One method countries, such as Sierra Leone, are using is handing out electronic cards with unique identifying information for each individual to track their vaccinations and also helps the country monitor where it needs to intensify efforts, said Dr. Austin Demby, minister of health and sanitation, during a recent press conference.
Partnerships with mobile phone companies are also key, because these platforms can be used to remind people to return for a second dose, Gitahi said.
Moving vaccines and reporting data
Data systems also give decision makers at the national level information on where refrigeration systems are working properly, monitor vaccine expiration dates, and can help efforts to identify counterfeit vaccines.
“You can't manage what you can’t see. The role of data is really to make people see what is going on in their supply chains. Managers need to know where they need to put more stock and where they might have an imminent stockout,” said Ruth Bechtel, Mozambique country director at VillageReach.

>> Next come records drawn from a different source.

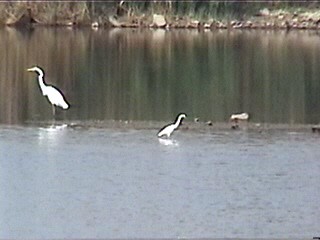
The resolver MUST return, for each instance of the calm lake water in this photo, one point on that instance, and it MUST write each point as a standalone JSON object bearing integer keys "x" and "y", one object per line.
{"x": 99, "y": 171}
{"x": 154, "y": 74}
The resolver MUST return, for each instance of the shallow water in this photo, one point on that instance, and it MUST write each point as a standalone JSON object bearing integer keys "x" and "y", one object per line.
{"x": 155, "y": 74}
{"x": 63, "y": 182}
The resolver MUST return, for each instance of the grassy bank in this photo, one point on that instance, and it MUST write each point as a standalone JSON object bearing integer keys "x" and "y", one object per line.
{"x": 210, "y": 14}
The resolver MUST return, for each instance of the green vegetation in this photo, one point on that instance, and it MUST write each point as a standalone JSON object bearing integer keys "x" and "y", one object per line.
{"x": 86, "y": 12}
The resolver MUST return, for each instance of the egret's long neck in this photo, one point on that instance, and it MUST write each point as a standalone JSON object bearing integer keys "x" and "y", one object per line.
{"x": 41, "y": 83}
{"x": 177, "y": 123}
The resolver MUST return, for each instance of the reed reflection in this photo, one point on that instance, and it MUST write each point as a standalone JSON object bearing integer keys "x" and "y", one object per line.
{"x": 153, "y": 74}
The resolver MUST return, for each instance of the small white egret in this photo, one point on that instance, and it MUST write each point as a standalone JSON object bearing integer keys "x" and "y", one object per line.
{"x": 55, "y": 97}
{"x": 239, "y": 116}
{"x": 168, "y": 129}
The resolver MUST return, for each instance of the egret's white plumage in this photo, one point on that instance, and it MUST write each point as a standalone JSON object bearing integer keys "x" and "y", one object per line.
{"x": 55, "y": 97}
{"x": 169, "y": 129}
{"x": 239, "y": 116}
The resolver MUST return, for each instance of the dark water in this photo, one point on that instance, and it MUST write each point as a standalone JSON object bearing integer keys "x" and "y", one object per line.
{"x": 87, "y": 176}
{"x": 154, "y": 74}
{"x": 58, "y": 182}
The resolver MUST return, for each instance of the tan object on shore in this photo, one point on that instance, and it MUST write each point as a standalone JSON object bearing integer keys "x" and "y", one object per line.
{"x": 158, "y": 21}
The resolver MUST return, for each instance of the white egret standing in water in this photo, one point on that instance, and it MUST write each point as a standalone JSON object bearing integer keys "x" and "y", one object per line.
{"x": 168, "y": 129}
{"x": 55, "y": 97}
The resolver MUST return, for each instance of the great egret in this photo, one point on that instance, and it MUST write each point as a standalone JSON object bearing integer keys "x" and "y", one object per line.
{"x": 168, "y": 129}
{"x": 55, "y": 97}
{"x": 239, "y": 116}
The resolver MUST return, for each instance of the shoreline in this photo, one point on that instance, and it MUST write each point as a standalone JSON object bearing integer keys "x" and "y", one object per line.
{"x": 202, "y": 127}
{"x": 264, "y": 19}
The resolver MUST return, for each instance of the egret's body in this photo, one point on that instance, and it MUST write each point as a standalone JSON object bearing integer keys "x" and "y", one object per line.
{"x": 239, "y": 116}
{"x": 169, "y": 129}
{"x": 54, "y": 96}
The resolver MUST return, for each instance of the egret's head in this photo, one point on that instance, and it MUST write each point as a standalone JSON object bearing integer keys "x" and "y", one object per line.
{"x": 36, "y": 69}
{"x": 182, "y": 115}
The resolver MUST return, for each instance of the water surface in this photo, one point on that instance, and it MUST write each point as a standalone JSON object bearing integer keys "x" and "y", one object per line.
{"x": 154, "y": 74}
{"x": 61, "y": 182}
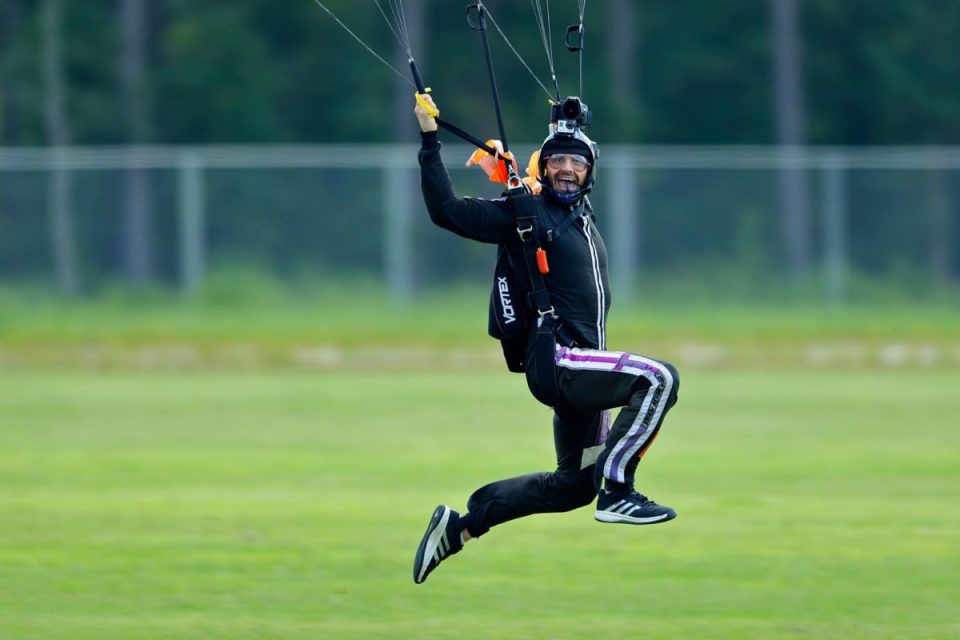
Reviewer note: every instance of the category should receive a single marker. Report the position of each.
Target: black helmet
(573, 141)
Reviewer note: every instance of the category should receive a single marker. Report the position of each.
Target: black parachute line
(397, 21)
(365, 45)
(520, 58)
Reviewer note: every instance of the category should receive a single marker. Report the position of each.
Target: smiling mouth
(565, 184)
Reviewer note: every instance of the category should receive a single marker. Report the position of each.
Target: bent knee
(573, 491)
(674, 384)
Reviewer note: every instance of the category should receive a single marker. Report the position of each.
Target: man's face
(566, 172)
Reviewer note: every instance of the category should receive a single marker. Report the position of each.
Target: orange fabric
(494, 166)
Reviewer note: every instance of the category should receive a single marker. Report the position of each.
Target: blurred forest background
(791, 74)
(875, 72)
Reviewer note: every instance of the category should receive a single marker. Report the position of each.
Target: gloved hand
(427, 121)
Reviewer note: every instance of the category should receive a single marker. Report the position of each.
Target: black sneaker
(440, 541)
(630, 507)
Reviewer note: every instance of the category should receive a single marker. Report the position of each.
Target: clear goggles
(559, 161)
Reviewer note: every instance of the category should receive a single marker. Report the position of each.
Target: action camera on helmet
(570, 114)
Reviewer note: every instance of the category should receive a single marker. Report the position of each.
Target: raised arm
(473, 218)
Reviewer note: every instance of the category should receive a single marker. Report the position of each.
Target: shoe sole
(619, 518)
(430, 542)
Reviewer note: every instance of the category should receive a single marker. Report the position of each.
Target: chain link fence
(709, 221)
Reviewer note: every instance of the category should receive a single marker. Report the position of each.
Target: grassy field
(288, 504)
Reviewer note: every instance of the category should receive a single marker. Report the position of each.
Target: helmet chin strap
(566, 198)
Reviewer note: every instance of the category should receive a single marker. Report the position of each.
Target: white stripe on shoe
(433, 542)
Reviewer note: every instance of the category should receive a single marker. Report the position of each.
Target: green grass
(284, 504)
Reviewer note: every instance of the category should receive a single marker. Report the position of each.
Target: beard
(565, 183)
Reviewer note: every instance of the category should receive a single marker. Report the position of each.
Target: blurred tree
(793, 198)
(11, 20)
(135, 211)
(61, 212)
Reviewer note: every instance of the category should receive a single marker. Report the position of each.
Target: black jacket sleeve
(473, 218)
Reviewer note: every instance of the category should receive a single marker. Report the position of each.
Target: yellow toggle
(429, 108)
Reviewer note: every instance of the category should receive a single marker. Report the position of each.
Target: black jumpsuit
(590, 379)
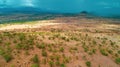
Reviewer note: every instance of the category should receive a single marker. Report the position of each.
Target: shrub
(35, 59)
(51, 63)
(119, 52)
(62, 65)
(117, 60)
(18, 46)
(40, 46)
(103, 52)
(35, 65)
(57, 63)
(61, 49)
(44, 53)
(7, 57)
(88, 63)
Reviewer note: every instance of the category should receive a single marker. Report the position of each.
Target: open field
(61, 42)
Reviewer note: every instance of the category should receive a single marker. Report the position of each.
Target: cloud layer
(66, 5)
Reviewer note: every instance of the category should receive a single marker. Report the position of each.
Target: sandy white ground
(37, 24)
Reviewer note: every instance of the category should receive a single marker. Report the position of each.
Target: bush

Rwanda is using a tablet-based software that was developed locally as their stock management tool, Agnew said.
The logistics around ensuring that countries have enough vaccines for both first and second doses also requires strong data management because of global shortages of the vaccines, said health experts.
“There is this question of whether to give out all of the doses in your possession as first doses, what to hold back,” Agnew said. “Managing the uncertainty and the planning around when your next delivery will arrive.”
And a lot of this data also needs to be reported back globally. In the World Health Organization’s Africa region, only 29 countries have reported on efforts to vaccinate health workers, even though it's believed to be much higher than that, said Phionah Atuhebwe, vaccines introduction officer at WHO, during a press briefing last Thursday.
Only 25 have provided information on vaccination of people with pre-existing conditions and 28 have reported on vaccination of older adults. She added WHO has been told “countries are overwhelmed with the vaccination that is going on.”
“I must say this is really substandard reporting,” she said. “We urge all of our countries to give us information because we would want to know: What proportion of health workers on the continent are being vaccinated? What proportion of the older adults or people with pre-existing conditions have been vaccinated?”